Alternately, you can madmax it like me. I run my brake lights directly off an old ebrake lever switch. (used to use a 1985 Honda scooter brake lever; the switch finally became unreliable after 30+ years of original + my use, and the hinge was floppy).
The way I do them is that I have LED taillights that run all the time at low brightness, and brighten during braking. I also have separate brake lights that run only during braking.
Simple dimming is a big power resistor (or several paralleled / seriesed, to get the necessary resistance and wattage), placed in series with the +12V (really +15V average) to the taillights, with the other end of the tailights to ground.
To keep the brake lights form coming on except during braking, and allow brightening of taillights for braking, there's a diode installed with it's stripe toward the taillights +V from the resistor, and the other end to the brake light +V wires. The other brake light wire goes to ground.
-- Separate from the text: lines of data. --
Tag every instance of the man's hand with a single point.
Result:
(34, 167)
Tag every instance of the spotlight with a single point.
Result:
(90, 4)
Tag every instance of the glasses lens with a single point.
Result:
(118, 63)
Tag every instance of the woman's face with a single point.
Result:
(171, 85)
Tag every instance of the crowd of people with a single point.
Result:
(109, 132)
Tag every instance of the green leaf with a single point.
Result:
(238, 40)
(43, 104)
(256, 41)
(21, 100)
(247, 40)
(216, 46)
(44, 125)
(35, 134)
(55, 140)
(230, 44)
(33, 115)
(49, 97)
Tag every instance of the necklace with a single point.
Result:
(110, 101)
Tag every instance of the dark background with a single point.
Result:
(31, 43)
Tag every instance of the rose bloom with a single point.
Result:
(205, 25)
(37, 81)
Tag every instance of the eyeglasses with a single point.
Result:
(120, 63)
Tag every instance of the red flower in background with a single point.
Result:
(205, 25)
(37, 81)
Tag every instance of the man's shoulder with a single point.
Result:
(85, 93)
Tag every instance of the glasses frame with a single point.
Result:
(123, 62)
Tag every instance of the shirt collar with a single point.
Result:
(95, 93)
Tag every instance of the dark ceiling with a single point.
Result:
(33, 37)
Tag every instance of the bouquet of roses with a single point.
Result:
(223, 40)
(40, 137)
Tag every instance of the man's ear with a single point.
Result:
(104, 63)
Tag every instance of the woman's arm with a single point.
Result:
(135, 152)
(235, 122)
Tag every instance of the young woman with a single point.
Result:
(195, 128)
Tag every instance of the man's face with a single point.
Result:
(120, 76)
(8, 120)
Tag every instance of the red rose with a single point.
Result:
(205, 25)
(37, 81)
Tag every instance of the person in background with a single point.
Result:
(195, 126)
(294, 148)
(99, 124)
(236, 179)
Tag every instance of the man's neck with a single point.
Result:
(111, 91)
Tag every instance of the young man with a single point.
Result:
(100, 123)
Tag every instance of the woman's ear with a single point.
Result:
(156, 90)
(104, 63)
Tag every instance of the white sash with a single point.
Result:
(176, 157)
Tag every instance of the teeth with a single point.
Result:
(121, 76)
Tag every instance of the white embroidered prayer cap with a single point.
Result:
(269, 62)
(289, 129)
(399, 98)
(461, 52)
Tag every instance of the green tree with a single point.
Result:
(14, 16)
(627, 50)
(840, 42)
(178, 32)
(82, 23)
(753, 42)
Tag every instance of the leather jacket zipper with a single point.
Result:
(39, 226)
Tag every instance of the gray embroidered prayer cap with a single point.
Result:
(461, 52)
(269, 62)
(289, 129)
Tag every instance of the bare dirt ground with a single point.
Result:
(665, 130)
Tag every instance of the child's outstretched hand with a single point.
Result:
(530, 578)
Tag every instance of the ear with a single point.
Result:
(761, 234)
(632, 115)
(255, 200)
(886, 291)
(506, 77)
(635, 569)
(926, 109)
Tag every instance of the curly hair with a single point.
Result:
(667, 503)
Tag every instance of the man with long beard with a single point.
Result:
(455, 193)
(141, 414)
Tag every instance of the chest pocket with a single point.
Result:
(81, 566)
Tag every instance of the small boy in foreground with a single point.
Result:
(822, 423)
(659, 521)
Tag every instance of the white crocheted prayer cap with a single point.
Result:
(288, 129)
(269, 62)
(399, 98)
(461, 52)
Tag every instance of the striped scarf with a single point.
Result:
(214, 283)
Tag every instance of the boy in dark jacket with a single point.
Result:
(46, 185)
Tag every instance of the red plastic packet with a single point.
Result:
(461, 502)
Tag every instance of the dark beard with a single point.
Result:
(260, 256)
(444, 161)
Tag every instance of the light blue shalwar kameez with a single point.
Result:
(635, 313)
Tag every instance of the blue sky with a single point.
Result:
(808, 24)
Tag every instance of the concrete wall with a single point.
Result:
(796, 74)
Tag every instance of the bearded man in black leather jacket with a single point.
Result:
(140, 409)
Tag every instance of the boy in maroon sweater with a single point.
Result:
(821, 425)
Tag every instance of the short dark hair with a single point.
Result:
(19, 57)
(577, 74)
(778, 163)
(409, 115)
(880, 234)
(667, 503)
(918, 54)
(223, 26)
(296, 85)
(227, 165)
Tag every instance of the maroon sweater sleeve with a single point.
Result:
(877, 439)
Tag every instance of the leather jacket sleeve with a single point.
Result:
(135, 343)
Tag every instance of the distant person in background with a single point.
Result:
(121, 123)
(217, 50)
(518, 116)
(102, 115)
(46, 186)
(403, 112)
The brake switch is wired across these, so it allows full +V to both lights when the lever is pulled. I am presently using a separate lever for the lights (vs the controller ebrake signal), so there's two brake levers on the left side, but you could easily add a switch to any brake lever in a number of ways, or use a relay to engage brake lights and ebrake.
Because my camera autoadjusts for brightest stuff in scene, you can't directly compare the brightnesses of the lights, but if you look at the interior light of the cargo hold / dog carrier, or the red downlighting of the ground at the back, you can see how much dimmer it is in the "on" pic vs the "off" because of the camera dimming the whole image to compensate for the brake ligth brightness.